Propos recueillis par Jean-Louis Caffier
Jean-Marc Jancovici est l’ingénieur référence du couple Energie-Climat. C’est l’inventeur du Bilan Carbone, le co-fondateur (avec l’économiste Alain Grandjean) de la société Carbone 4 qui conseille quelques unes des très grandes entreprises françaises. Proche conseiller de Nicolas Hulot, ce polytechnicien-écolo-atypique estime par exemple que le nucléaire est davantage une partie de la solution qu’une partie du problème et que les énergies renouvelables seules ne suffisent pas à gérer la transition. Forcément, il en énerve beaucoup mais séduit aussi ceux qui pensent que l’avenir s’écrit plus avec des chiffres qu’avec des dogmes. Quand on lui parle des risques du nucléaire, il n’hésite pas à citer les 10.000 morts par an dans les mines de charbon ou le million de victimes annuelles des accidents de la circulation. Sans oublier son engagement résolu dans la lutte contre le réchauffement climatique aux conséquences infiniment plus sérieuses qu’une explosion de réacteur ! « Janco » est un homme à écouter attentivement.
L’Hémicycle – Pourquoi l’énergie devrait-elle devenir un sujet central de la prochaine campagne présidentielle et du débat politique en général ?
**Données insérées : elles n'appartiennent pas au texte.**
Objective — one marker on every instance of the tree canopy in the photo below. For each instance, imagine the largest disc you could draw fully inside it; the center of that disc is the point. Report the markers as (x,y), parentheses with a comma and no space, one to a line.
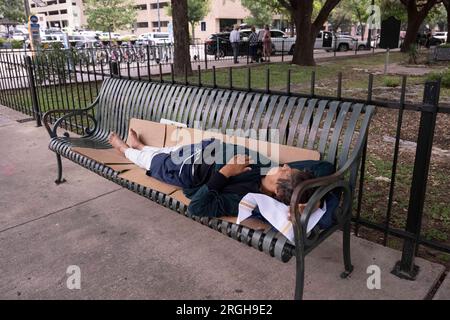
(101,14)
(197,11)
(262,11)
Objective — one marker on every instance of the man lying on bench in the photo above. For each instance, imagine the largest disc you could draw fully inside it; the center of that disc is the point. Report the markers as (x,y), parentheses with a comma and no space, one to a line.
(216,175)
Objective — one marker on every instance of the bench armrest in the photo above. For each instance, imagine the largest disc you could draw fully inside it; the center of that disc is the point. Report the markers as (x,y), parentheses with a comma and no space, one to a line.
(68,114)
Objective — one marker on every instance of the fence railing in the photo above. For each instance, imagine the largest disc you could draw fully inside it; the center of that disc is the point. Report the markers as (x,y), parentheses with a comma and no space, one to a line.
(64,80)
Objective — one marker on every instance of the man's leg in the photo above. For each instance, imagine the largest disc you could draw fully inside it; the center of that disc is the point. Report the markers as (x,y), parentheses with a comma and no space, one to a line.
(137,152)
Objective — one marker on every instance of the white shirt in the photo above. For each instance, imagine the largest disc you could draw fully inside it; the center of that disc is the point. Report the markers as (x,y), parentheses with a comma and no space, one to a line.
(235,36)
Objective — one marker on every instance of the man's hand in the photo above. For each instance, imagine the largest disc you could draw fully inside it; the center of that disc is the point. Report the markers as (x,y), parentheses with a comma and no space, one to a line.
(301,208)
(237,165)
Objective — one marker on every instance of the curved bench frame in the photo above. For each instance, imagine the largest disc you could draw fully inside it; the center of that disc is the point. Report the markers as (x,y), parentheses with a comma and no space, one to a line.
(337,129)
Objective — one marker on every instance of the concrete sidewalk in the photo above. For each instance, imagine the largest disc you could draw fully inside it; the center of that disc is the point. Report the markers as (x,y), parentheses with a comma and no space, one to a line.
(128,247)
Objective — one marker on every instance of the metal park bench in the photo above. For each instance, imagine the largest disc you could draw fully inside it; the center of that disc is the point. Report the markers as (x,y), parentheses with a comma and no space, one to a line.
(336,129)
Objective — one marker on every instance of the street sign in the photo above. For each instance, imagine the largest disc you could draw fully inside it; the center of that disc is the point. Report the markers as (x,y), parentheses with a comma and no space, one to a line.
(40,3)
(390,33)
(34,32)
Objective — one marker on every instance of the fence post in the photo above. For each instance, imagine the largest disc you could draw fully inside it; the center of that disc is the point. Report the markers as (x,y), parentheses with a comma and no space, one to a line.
(405,268)
(206,57)
(34,99)
(114,68)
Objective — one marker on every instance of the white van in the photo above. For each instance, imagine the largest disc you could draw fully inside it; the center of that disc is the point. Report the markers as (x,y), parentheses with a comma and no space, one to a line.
(154,38)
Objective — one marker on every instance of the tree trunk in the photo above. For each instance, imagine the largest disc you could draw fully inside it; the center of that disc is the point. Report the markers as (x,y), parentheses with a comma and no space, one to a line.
(193,32)
(304,43)
(447,7)
(182,56)
(415,20)
(448,23)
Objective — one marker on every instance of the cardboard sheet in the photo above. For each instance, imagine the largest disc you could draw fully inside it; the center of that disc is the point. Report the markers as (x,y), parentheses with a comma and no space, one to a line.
(104,156)
(149,132)
(179,195)
(122,167)
(251,223)
(138,176)
(274,151)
JMJ : Ce qu’on attend des élus, c’est qu’ils s’occupent en priorité de l’économie et du social. Or, la croissance économique est totalement asservie à l’énergie. Il est très difficile de faire croître l’économie si on n’additionne pas une baisse des prix de l’énergie et une augmentation de l’approvisionnement. Nous sommes proche du phénomène inverse. La production de pétrole a atteint son pic. Vont suivre un plateau puis une baisse de production (déjà effective en Europe) avec des effets sévères sur les prix qui vont devenir erratiques. Idem pour le gaz dans 10 à 20 ans (et cela a déjà commencé en Europe). Nous entrons dans une zone de récessions potentielles à répétition. La contrainte énergétique va monter. La transformation, qui est la base de l’économie, sera plus contrainte et le PIB baissera.
L’Hémicycle – Que peut-on faire pour sortir de cette spirale ?
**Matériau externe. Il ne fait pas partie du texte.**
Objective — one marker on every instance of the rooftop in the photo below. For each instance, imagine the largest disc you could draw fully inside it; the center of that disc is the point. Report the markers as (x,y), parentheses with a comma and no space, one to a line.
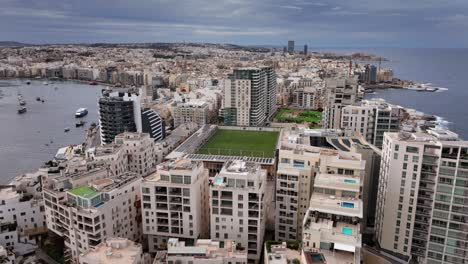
(84,192)
(115,251)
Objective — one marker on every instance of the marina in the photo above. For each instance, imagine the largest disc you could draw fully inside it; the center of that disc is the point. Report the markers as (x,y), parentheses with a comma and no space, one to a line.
(33,136)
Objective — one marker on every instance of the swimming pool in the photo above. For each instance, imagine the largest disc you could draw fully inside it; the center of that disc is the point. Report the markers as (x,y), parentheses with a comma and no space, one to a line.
(219,180)
(349,181)
(347,231)
(347,204)
(317,257)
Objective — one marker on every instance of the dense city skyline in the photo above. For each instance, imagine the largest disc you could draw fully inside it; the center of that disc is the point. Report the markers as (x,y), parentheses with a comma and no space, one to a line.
(335,23)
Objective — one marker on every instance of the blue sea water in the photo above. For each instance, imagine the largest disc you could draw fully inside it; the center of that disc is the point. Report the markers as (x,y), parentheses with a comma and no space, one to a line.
(441,67)
(28,140)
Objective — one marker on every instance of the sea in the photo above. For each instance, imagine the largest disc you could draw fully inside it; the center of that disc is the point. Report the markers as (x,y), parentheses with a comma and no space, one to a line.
(444,68)
(30,139)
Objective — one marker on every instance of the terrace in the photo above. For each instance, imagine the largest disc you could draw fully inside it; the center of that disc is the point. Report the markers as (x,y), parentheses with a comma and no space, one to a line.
(336,205)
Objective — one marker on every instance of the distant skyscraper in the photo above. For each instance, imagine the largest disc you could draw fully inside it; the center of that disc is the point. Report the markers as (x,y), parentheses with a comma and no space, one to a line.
(250,96)
(291,46)
(370,75)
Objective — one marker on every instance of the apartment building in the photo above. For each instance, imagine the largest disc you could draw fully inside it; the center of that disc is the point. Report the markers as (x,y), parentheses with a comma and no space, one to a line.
(153,124)
(294,178)
(421,202)
(130,151)
(118,112)
(85,208)
(338,93)
(175,203)
(22,218)
(238,210)
(371,118)
(114,251)
(332,222)
(250,96)
(195,111)
(307,98)
(203,251)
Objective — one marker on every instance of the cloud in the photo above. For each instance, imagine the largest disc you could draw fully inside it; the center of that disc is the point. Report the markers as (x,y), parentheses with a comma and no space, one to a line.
(315,22)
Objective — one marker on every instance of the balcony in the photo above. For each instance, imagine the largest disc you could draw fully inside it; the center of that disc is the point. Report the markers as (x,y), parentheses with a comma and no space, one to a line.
(332,232)
(336,205)
(339,182)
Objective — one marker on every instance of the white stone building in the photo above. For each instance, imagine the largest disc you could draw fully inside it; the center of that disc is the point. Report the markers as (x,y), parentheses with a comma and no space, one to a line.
(175,203)
(238,212)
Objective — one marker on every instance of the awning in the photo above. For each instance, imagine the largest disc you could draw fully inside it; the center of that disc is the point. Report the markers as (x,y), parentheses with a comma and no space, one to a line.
(345,247)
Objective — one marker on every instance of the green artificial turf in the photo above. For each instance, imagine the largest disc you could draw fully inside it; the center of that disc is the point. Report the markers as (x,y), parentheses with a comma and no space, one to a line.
(241,143)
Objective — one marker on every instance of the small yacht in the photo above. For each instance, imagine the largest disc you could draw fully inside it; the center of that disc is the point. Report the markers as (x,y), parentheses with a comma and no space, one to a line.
(81,112)
(22,110)
(80,123)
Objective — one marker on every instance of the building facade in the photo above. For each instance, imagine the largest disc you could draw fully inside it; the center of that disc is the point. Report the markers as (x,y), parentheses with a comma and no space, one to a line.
(371,119)
(421,199)
(250,96)
(118,113)
(191,111)
(238,211)
(338,93)
(175,203)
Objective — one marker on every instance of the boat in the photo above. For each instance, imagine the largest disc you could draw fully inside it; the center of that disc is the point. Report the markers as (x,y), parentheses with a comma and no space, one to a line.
(80,124)
(81,112)
(22,110)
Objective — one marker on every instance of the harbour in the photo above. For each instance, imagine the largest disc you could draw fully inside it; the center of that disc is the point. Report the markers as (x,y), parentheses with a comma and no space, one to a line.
(29,139)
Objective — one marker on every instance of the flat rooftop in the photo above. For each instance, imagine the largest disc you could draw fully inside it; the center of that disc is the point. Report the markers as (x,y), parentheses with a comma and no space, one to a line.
(84,192)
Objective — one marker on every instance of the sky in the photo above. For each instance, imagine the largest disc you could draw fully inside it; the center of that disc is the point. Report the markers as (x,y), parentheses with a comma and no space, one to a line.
(318,23)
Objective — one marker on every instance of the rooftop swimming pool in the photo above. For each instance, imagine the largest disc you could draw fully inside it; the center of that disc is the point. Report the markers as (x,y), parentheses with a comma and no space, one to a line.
(347,231)
(347,204)
(349,181)
(219,180)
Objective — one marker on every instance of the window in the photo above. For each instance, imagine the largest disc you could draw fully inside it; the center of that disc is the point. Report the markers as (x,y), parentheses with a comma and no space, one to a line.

JMJ : Mettre l’énergie au centre de nos priorités, sachant qu’on ne change pas de politique énergétique en un jour. La vision doit se faire à l’échelle d’une cinquantaine d’années. Il faut d’abord éviter les mauvais choix, comme ceux qui ont été effectués il y a 30 ans : l’énergie pas chère a permis l’étalement des villes qui prépare des drames de demain. Il ne faut pas seulement un plan correctif, mais une refonte complète. Sinon, le risque serait de créer une véritable poudrière alimentée par la détresse économique et la hausse du chômage.
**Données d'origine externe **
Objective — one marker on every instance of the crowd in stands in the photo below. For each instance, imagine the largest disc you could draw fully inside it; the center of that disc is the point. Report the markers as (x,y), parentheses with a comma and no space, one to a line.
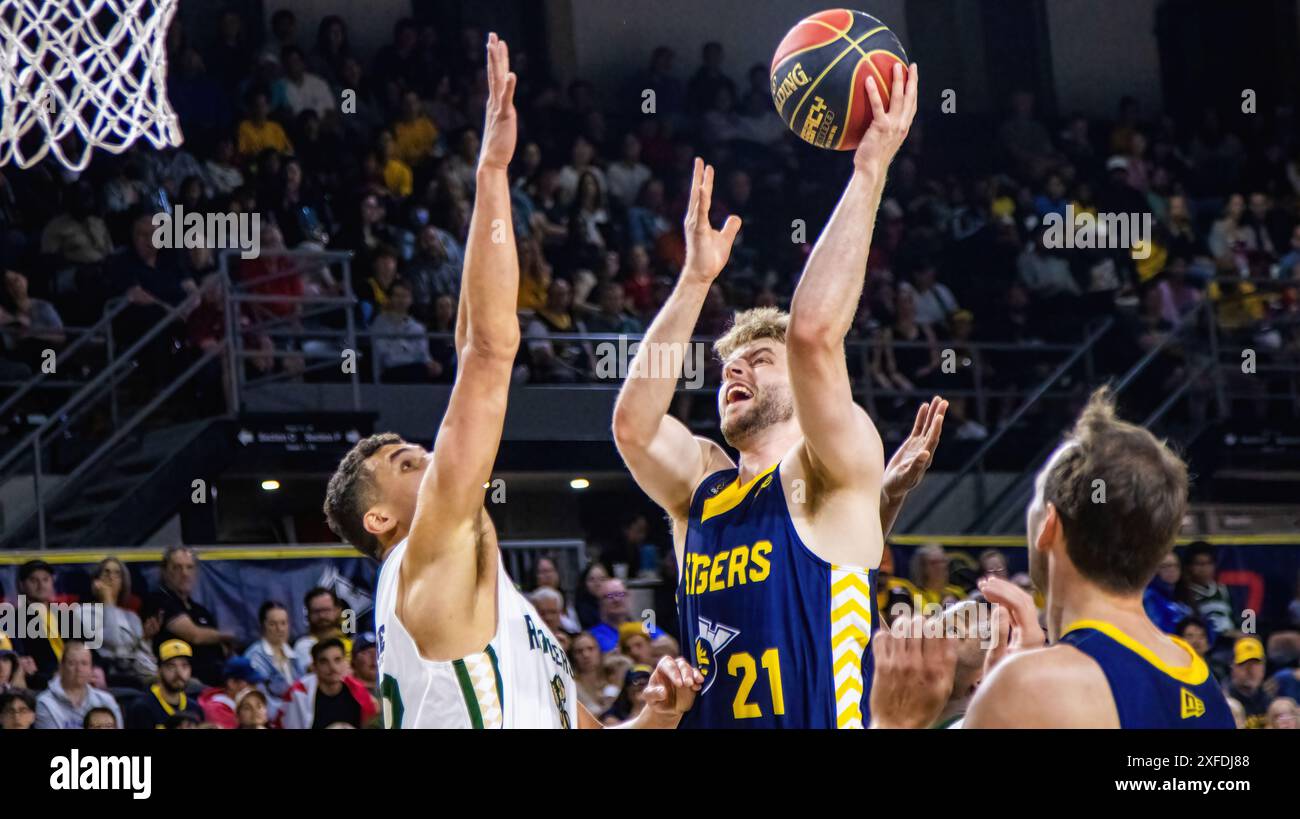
(163,661)
(376,156)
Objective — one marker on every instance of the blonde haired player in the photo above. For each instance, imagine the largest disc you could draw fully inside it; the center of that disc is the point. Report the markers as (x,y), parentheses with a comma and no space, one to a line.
(778,553)
(459,646)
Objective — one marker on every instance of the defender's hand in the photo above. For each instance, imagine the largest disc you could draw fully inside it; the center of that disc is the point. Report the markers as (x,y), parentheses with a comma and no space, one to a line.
(672,687)
(707,250)
(1015,620)
(917,453)
(501,125)
(913,679)
(888,128)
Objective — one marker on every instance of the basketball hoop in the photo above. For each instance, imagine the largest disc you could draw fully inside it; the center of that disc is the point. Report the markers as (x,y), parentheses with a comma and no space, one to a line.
(82,74)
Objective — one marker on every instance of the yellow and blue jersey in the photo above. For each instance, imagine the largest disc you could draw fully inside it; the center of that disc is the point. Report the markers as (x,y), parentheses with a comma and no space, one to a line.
(1148,692)
(779,635)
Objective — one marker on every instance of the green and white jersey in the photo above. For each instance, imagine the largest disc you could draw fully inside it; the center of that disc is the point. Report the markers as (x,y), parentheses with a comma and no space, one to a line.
(521,679)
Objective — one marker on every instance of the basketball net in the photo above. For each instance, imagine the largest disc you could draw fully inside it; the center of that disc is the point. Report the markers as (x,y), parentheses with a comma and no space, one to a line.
(83,74)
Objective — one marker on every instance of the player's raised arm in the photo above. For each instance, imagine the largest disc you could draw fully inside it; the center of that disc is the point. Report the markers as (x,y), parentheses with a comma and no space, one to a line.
(841,440)
(661,453)
(451,492)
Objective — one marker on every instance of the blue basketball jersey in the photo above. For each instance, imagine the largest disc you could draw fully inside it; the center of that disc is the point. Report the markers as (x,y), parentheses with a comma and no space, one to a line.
(1148,692)
(779,635)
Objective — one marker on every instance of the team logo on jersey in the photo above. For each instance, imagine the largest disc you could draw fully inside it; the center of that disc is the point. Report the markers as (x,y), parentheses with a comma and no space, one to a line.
(713,638)
(1191,705)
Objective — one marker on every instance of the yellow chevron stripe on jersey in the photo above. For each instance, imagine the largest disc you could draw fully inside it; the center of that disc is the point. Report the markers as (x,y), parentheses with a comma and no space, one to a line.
(850,632)
(482,677)
(731,495)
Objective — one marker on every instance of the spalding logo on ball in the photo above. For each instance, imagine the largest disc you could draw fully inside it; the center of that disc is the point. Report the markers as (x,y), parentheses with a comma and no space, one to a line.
(820,72)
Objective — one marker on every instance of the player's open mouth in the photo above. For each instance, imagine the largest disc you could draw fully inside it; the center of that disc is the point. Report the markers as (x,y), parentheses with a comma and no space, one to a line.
(737,393)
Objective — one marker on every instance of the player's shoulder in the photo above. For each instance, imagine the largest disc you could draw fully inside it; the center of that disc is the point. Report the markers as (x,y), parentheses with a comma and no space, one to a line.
(1054,687)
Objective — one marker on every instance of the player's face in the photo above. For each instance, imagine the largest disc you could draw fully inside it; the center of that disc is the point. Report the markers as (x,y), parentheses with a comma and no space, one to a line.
(755,390)
(398,469)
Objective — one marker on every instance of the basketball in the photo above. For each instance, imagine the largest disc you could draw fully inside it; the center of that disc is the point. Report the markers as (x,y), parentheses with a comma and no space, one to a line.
(820,70)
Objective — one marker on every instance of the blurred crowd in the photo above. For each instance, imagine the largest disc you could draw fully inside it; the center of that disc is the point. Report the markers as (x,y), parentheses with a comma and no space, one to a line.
(377,157)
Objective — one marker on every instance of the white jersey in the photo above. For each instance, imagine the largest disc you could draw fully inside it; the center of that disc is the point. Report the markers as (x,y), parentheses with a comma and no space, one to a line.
(521,679)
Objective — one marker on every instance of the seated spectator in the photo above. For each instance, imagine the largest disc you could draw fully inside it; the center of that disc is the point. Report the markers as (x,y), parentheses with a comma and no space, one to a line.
(17,710)
(252,713)
(365,662)
(100,718)
(302,90)
(1164,598)
(259,133)
(324,622)
(1247,681)
(70,694)
(27,326)
(401,342)
(589,674)
(930,573)
(614,615)
(329,694)
(126,648)
(77,235)
(551,360)
(11,667)
(220,703)
(186,619)
(167,697)
(42,654)
(414,133)
(272,655)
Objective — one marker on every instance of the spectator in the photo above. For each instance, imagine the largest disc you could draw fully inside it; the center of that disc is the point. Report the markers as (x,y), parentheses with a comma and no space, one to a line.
(614,614)
(588,598)
(77,235)
(259,133)
(167,697)
(186,619)
(17,710)
(328,694)
(1247,681)
(220,703)
(252,711)
(126,648)
(40,654)
(302,90)
(1165,597)
(12,675)
(324,622)
(589,674)
(70,696)
(558,360)
(100,718)
(401,342)
(365,662)
(272,655)
(930,573)
(1210,599)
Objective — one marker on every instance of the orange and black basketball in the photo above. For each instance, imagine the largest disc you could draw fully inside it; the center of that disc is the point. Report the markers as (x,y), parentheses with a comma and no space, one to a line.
(820,70)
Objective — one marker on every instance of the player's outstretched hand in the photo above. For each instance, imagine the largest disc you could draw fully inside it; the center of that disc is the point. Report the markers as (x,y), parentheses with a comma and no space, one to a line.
(1015,620)
(501,125)
(914,456)
(707,250)
(672,687)
(888,126)
(914,675)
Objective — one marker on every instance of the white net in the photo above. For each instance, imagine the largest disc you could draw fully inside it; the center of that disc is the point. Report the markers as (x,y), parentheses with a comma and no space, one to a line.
(82,74)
L’Hémicycle – Mais pourquoi les partis de gouvernement ne tiennent-ils pas assez compte des contraintes physiques ?
JMJ : Je vois deux raisons. La première, c’est que les politiques, à quelques exceptions près, n’ont pas de formation scientifique. Il y a deux cents ans, les grands scientifiques de notre pays étaient très impliqués dans la politique. Ils ont disparu. Aujourd’hui, les politiques sont plus souvent des avocats ou autres professions littéraires. Ils ne font pas la différence entre le réel et l’irréel. Le monde vit dans une sorte d’apesanteur pleine de promesses intenables. Il n’y a pas de compréhension des lois physiques dans l’appréciation de l’évolution du monde. C’est grave ! La deuxième raison, c’est que les élus sont habitués à ne manipuler que des chiffres en lien avec l’économie. Ces chiffres sont désormais très incomplets et ne permettent pas d’apprécier le bon fonctionnement du monde. L’un des enjeux majeurs est donc de réconcilier au plus vite les élus et les experts !.